The require
function is a feature available in nodejs ("server side javascript") to import other javascript modules into the current javascript file.
When using the InlineJavascriptRequirement
requirement in a cwl CommanLineTool or in an ExpressionTool, the cwl engine will try to locate a javascript interpreter. If you use cwltool and you have nodejs installed, the javascript code included in your CommanLineTool or ExpressionTool will be passed to nodejs to be executed. However I do not think that such javascript code can include instructions to import other nodejs module by calling the require
function.
One way to work around not using the require function, would be to implement the needed processing completely and solely with the javascript code directly included as expression in your CommanLineTool or ExpressionTool.

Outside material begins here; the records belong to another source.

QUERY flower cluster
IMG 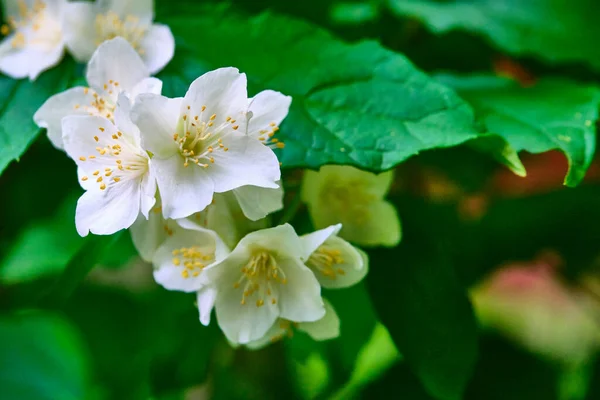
[0,0,175,80]
[27,1,376,348]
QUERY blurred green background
[0,0,600,400]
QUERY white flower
[63,0,175,74]
[243,299,340,350]
[300,224,369,289]
[33,38,162,149]
[132,68,280,219]
[130,188,282,262]
[198,224,325,344]
[62,94,156,236]
[0,0,66,80]
[152,220,229,294]
[302,165,401,247]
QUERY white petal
[248,90,292,139]
[152,229,223,292]
[300,224,342,261]
[129,206,171,262]
[182,67,248,132]
[115,93,141,147]
[233,185,283,221]
[187,193,243,248]
[140,24,175,74]
[140,164,157,219]
[206,135,281,193]
[246,319,291,350]
[97,0,154,25]
[33,86,94,149]
[175,219,231,263]
[86,37,150,96]
[152,155,214,219]
[62,115,117,173]
[298,299,340,340]
[131,93,181,158]
[63,1,98,62]
[276,257,325,322]
[42,0,68,19]
[196,286,217,326]
[215,282,279,344]
[75,180,140,236]
[306,236,369,289]
[236,224,302,260]
[2,0,66,20]
[131,78,162,101]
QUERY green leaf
[389,0,600,68]
[0,313,88,400]
[0,59,74,173]
[367,201,478,400]
[160,6,477,171]
[438,75,600,186]
[0,196,84,285]
[43,231,123,306]
[466,133,527,177]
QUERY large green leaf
[0,60,74,173]
[367,200,478,400]
[389,0,600,68]
[438,75,600,186]
[0,195,84,285]
[0,313,88,400]
[160,6,477,171]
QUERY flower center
[73,84,121,122]
[0,0,62,50]
[172,246,215,279]
[173,106,239,168]
[233,251,287,307]
[306,244,346,279]
[95,11,148,55]
[79,123,148,190]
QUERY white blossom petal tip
[204,224,325,344]
[300,224,368,289]
[34,34,162,149]
[64,0,175,74]
[62,109,156,236]
[0,0,66,81]
[132,67,281,219]
[152,221,229,292]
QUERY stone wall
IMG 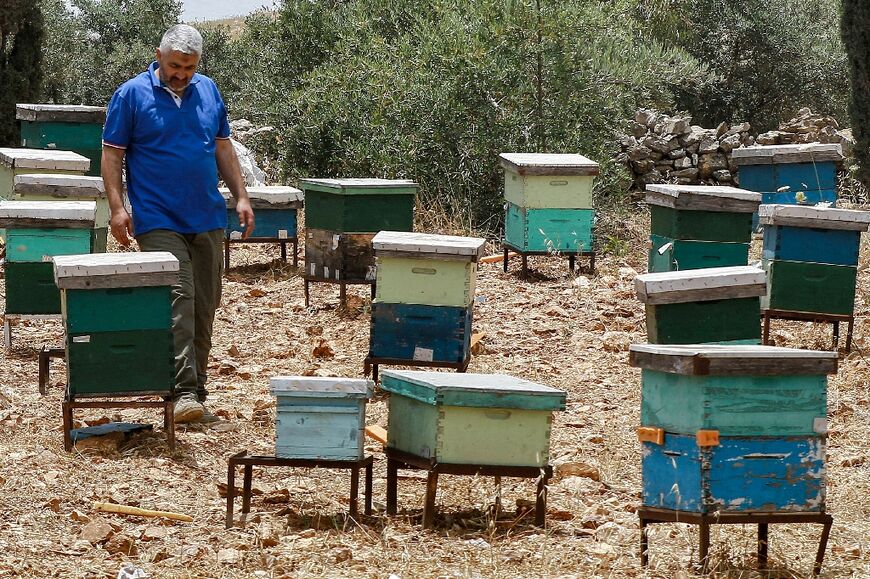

Here is an example, where you can see a piece of javascript code that takes care of parsing the contents of the csv files into an object with key/values being line numbers and of arrays of strings for each line in the csv
Lets assume this csv file:
data.csv
A,B,C,D
E,F,G,H
I,J,K,L
The cwl job file is:
expression.yaml
#!/usr/bin/env cwltool
cwl:tool: expression.cwl
datafile:
class: File
path: data.csv
The expression tool file is:
expression.cwl
#!/usr/bin/env cwl-runner
cwlVersion: v1.0
class: ExpressionTool
requirements:
- class: InlineJavascriptRequirement
inputs:
filename:
type: string
outputBinding:
outputEval: $(inputs.datafile.basename)
filecontent:
type: string
outputBinding:
outputEval: $(inputs.datafile.contents)
datafile:
type: File
inputBinding:
loadContents: true
outputs:
processedoutput:
type: Any
expression: "${var lines = inputs.datafile.contents.split('\\n');
var nblines = lines.length;
var arrayofarrays = [];
var setofarrays = {};
for (var i = 0; i < nblines; i++) {
arrayofarrays.push(lines[i].split(','));
setofarrays[i] = lines[i].split(',');}
return { 'processedoutput': setofarrays } ;
}"
This will produce the following results:
Final process status is success
{
"processedoutput": {
"1": [
"E",
"F",
"G",
"H"
],
"0": [
"A",
"B",
"C",
"D"
],
"2": [
"I",
"J",
"K",
"L"
]
},
"filecontent": "A,B,C,D\nE,F,G,H\nI,J,K,L",
"filename": "data.csv"
}
The two outputs filename
and filecontents
are not necessary, but may help with exploring how this works.
The question described desired data structure for the result as a "set of arrays" An example of csv file and result desired might help. As it is I am not sure if "set" was referring to the Set class available in ECMAScript 6 (recent version of javascript). The JSON types available for cwl outputs inlude arrays and objects, so the example show how to convert the csv file content into an object whose property values are arrays of strings, and the keys are the line numbers. If an array of array is desired instead, the code can be changed in the last line by replacing return { 'processedoutput': setofarrays } ;
with return { 'processedoutput': arrayofarrays } ;
I hope this helps...
This solution works very well. I wasn't aware of the loadContent option.
I aimed for something like processedoutput when I spoke of "set of arrays".
Thank you very much.
Great example, thank you a lot! Just one question: why are
filename
andfilecontents
returned in the body ofprocessedoutput
, though you did not push them into this object explicitly?I would guess that was from an earlier version of the expression that included it for debugging purposes
How do you save this JS somewhere so that it can be re-used in different places in your workflow?